Front-End Enrollment
When a user enrolls through glider.fi, Glider generates the authorization message, the user signs it in their connected wallet, and Glider verifies the signature and provisions the portfolio, all within a single session. No key material or signing authority leaves the user’s wallet or Glider’s infrastructure.B2B Enrollment
When an external integrator enrolls a user through our API, the integrator relays the signing request but never handles any signing material itself:- The integrator calls Glider to request an enrollment message.
- Glider returns a message for the user to sign—covering the user wallet, smart-account index, target chains, and smart account address, alongside the requested permissions in a JSON blob.
- The user signs the message in their own wallet.
- The integrator submits that signature back to Glider.
- Glider verifies the signature and creates the smart accounts, links them to the selected strategy, and stores the session-key authorization needed for automation.
Key Management
Glider-managed automation agent keys are stored in Google Cloud KMS using HSMs.
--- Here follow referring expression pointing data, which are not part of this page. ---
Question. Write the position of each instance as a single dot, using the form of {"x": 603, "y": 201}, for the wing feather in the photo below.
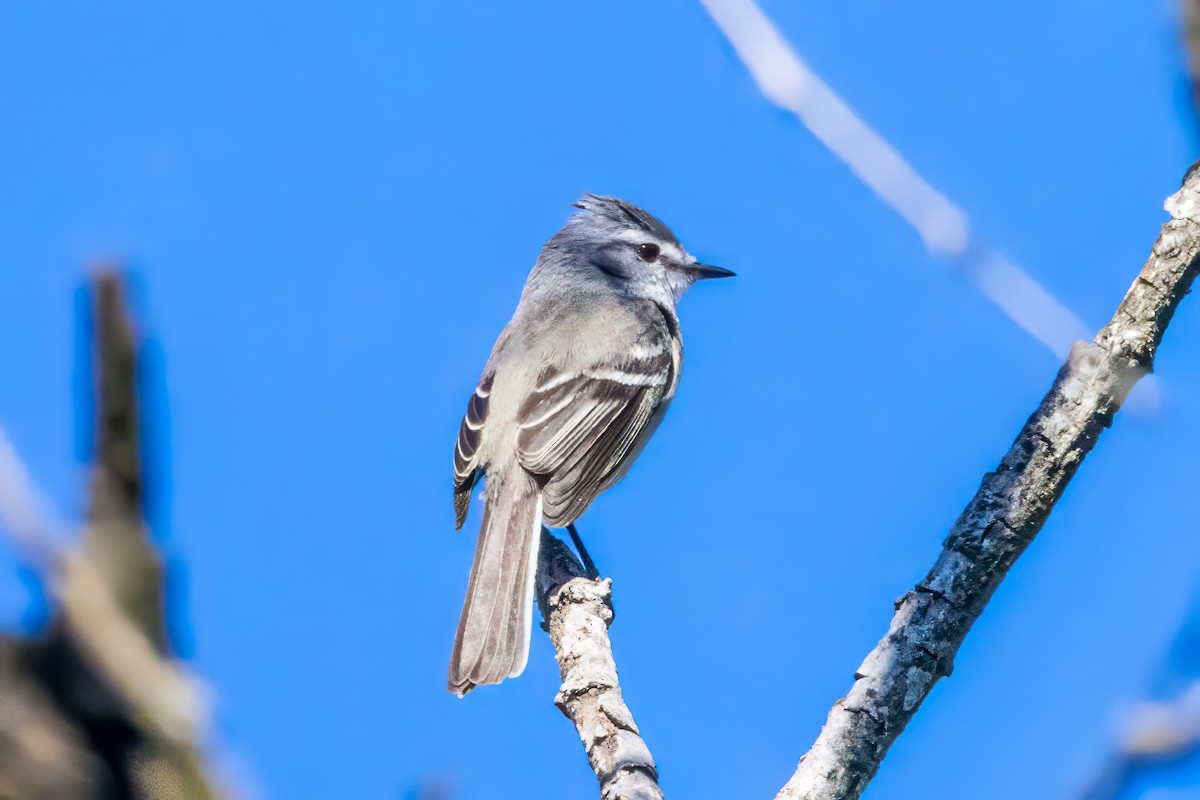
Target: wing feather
{"x": 576, "y": 429}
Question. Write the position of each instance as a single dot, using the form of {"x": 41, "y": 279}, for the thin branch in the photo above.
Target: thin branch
{"x": 115, "y": 537}
{"x": 577, "y": 613}
{"x": 106, "y": 649}
{"x": 1000, "y": 522}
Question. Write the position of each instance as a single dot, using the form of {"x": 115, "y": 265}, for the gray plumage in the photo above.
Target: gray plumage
{"x": 575, "y": 386}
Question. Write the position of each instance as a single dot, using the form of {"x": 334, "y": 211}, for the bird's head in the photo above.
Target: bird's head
{"x": 629, "y": 248}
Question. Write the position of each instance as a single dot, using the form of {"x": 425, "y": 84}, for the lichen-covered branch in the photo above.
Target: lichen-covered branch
{"x": 577, "y": 613}
{"x": 1003, "y": 517}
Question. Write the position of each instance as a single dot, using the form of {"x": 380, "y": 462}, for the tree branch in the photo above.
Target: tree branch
{"x": 1009, "y": 509}
{"x": 577, "y": 614}
{"x": 99, "y": 687}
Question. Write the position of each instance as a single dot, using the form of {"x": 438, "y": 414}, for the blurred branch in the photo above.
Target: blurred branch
{"x": 99, "y": 686}
{"x": 1158, "y": 733}
{"x": 577, "y": 613}
{"x": 115, "y": 539}
{"x": 1192, "y": 46}
{"x": 1009, "y": 509}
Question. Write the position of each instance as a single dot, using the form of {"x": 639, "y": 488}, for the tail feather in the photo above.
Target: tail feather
{"x": 492, "y": 642}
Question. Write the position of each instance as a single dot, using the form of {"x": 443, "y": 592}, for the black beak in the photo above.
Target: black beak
{"x": 702, "y": 271}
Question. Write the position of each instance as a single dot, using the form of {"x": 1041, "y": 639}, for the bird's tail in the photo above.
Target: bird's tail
{"x": 492, "y": 642}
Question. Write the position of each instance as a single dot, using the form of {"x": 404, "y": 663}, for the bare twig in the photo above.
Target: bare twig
{"x": 577, "y": 614}
{"x": 115, "y": 537}
{"x": 105, "y": 657}
{"x": 1000, "y": 522}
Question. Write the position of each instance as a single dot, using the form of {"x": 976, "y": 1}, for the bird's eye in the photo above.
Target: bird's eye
{"x": 648, "y": 252}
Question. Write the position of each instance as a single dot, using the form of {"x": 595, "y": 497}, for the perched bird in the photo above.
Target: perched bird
{"x": 576, "y": 384}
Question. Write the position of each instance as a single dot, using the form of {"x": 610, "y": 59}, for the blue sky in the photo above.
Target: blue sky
{"x": 330, "y": 212}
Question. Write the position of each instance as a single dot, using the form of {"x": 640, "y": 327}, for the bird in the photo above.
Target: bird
{"x": 576, "y": 384}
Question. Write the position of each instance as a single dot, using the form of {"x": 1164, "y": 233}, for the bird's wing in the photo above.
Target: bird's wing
{"x": 469, "y": 434}
{"x": 577, "y": 427}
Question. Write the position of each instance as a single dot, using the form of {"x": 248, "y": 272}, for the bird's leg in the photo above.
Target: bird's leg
{"x": 589, "y": 566}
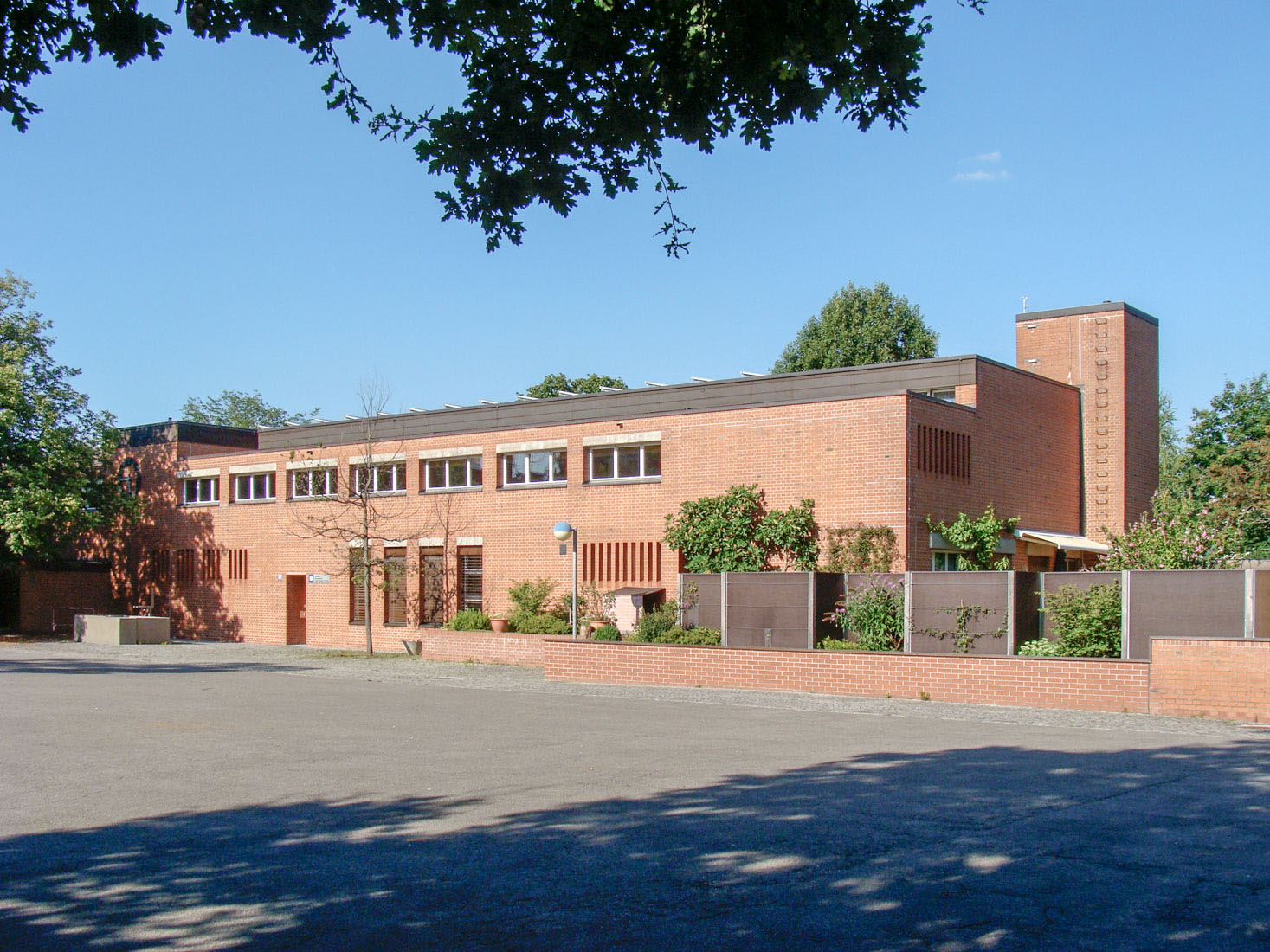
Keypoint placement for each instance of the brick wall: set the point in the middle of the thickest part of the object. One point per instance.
(1019, 682)
(41, 590)
(1228, 679)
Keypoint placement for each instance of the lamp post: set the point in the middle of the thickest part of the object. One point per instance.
(565, 532)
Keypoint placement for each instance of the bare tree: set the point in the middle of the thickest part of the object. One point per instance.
(362, 509)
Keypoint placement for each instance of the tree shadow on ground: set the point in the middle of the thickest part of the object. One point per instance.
(992, 848)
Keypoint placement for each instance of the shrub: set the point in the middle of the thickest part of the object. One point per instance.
(1041, 647)
(1086, 623)
(538, 623)
(874, 614)
(530, 597)
(658, 621)
(860, 549)
(469, 620)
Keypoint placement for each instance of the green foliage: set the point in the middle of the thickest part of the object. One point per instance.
(860, 326)
(964, 620)
(531, 597)
(527, 623)
(1177, 533)
(1086, 623)
(874, 616)
(654, 623)
(469, 620)
(1041, 647)
(554, 383)
(57, 457)
(977, 540)
(562, 97)
(236, 408)
(1224, 462)
(860, 549)
(734, 532)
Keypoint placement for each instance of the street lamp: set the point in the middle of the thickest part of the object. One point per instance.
(564, 532)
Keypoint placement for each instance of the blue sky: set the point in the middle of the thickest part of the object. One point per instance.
(204, 223)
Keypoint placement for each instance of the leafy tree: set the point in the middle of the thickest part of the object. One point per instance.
(734, 532)
(860, 326)
(57, 457)
(1179, 532)
(1223, 465)
(562, 95)
(554, 383)
(977, 540)
(236, 408)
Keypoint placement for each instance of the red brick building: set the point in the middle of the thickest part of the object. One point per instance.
(467, 497)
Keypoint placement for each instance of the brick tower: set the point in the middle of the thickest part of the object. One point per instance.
(1110, 351)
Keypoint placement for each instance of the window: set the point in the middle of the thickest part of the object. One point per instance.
(201, 492)
(381, 478)
(313, 484)
(394, 587)
(612, 464)
(454, 473)
(470, 578)
(538, 467)
(356, 588)
(432, 588)
(253, 487)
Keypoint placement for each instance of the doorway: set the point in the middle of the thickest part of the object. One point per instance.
(298, 588)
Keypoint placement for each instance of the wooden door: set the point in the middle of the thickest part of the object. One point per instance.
(298, 588)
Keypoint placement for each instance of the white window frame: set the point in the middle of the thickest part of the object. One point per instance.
(446, 462)
(377, 471)
(249, 480)
(331, 476)
(214, 486)
(505, 465)
(614, 453)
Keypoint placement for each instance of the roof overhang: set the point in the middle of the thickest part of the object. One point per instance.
(1062, 540)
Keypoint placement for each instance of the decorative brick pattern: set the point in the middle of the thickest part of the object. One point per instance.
(1017, 682)
(1228, 679)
Private signing material is never exposed to application code. In order to automate portfolios, we use the combination of the agent authority in the KMS and the session key together; one alone is not enough to execute anything on behalf of a user, providing an additional layer of security. This process is the same, whether users are interacting with Glider via the front-end or through an external integration. Glider services store references to managed signer identities and key versions, then request signatures through Glider’s internal KMS service when automation needs to submit an onchain operation. This is privileged access that can only come from our internal systems. These functions never touch public endpoints. Glider does not have the ability to see agent signing keys. The KMS service is separated from public APIs and protected by service-to-service authentication. Platform APIs, execution services, and orchestration workers call it through Glider-controlled infrastructure. Integrators and the webapp do not connect directly to Glider KMS, do not manage Glider agent keys, and do not need access to Glider’s VPC or cloud environment. The user signature creates the authorization path. Glider stores the resulting session-key capability and KMS key reference; KMS holds the actual agent private key material; runtime execution combines the stored session-key authorization with a fresh KMS-backed agent signature.Permission Model for Session Keys
Glider leverages permissions built into the smart account frameworks for automation. There are two important layers of authority:- User owner authority: the user’s wallet remains the root owner of the smart account. The enrollment signature ties them together.
- Glider automation authority: during enrollment, the user authorizes a revocable session key that lets Glider’s automation Engine perform the onchain actions needed to run the portfolio (e.g., swapping, bridging, lending/borrowing, rebalancing, and other strategy-driven operations).